Stepping out and taking up that sand in line, the words of history echo with the reproach of remaining stagnant in the most amazing times of our lives. Lenin’s main argument in his book What is to be done was that the workers would not suddenly develop class consciousness due to economic circumstances or through various abstract actions. Lenin argues that there is a need to organize formal organizations to promote and publish ideas of the very revolution they intend to promote.
“We are marching in a compact group along a precipitous and difficult path, firmly holding each other by the hand. We are surrounded on all sides by enemies, and we have to advance almost constantly under their fire. We have combined, by a freely adopted decision, for the purpose of fighting the enemy, and not of retreating into the neighbouring marsh, the inhabitants of which, from the very outset, have reproached us with having separated ourselves into an exclusive group and with having chosen the path of struggle instead of the path of conciliation. And now some among us begin to cry out: Let us go into the marsh! And when we begin to shame them, they retort: What backward people you are! Are you not ashamed to deny us the liberty to invite you to take a better road! Oh, yes, gentlemen! You are free not only to invite us, but to go yourselves wherever you will, even into the marsh. In fact, we think that the marsh is your proper place, and we are prepared to render you every assistance to get there. Only let go of our hands, don't clutch at us and don't besmirch the grand word freedom, for we too are "free" to go where we please, free to fight not only against the marsh, but also against those who are turning towards the marsh!”
― Vladimir Ilyich Lenin, What Is to Be Done?

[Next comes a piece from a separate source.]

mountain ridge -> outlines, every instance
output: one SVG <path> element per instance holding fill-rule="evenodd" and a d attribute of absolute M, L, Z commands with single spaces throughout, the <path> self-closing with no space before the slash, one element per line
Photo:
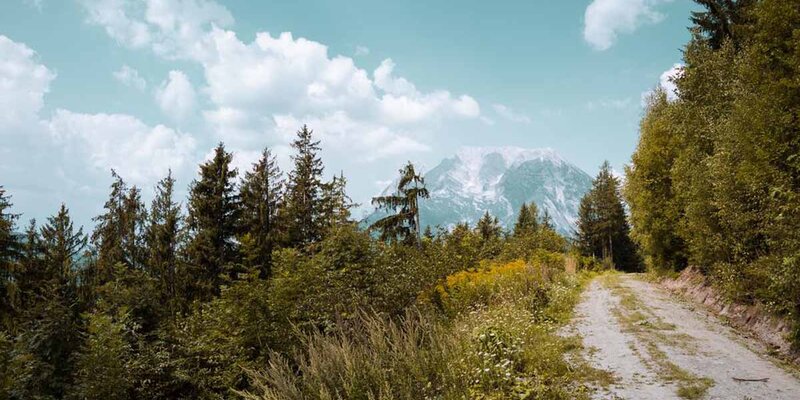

When I shared my goals and ambitions for the future, Travel Back to Japan in October 2025, a Trip to Munich, Germany / Salzburg, Austria, and that I would like to remotely work in Japan so that I can make both of them happen, he responded with good luck with a negative undertone. I simply walked away from the conversation, and I knew this to be accurate as I walked away. Everything I had ever put my heart and soul into, I have watched manifest one way or another. Life is just too great to sit on the sidelines and let it play out without being a player, a contender, and a contributor. The end of 2024, I believe, holds greatness in ways I have you to know and understand, comprehend, or know, but it will pave the way for the future. A New Economic Policy that evolves my situation and circumstances and situation. It is an artistic movement that begins to carry me and my ambitions the distance, uniting artists and telling a story about life and humanity greater than anyone one individual could. I want to live like a revolution and have people around me who believe in the same ideas and notions and hold them as values worth preserving. To share in the world's magic with those alive and desire to know its magic. I want a home, an estate, a place I call my own. Something as grand as Karin Hall or other notable homes and lodges. A home in Japan and many other things are too many to list here. Ultimately, it makes me the grandest I can be because if anyone deserves it, I do, let alone someone to share it all with more extended than a cup of coffee.
Here I am readying once again for the greatest adventure, a new day a new begging and infinite opportunity.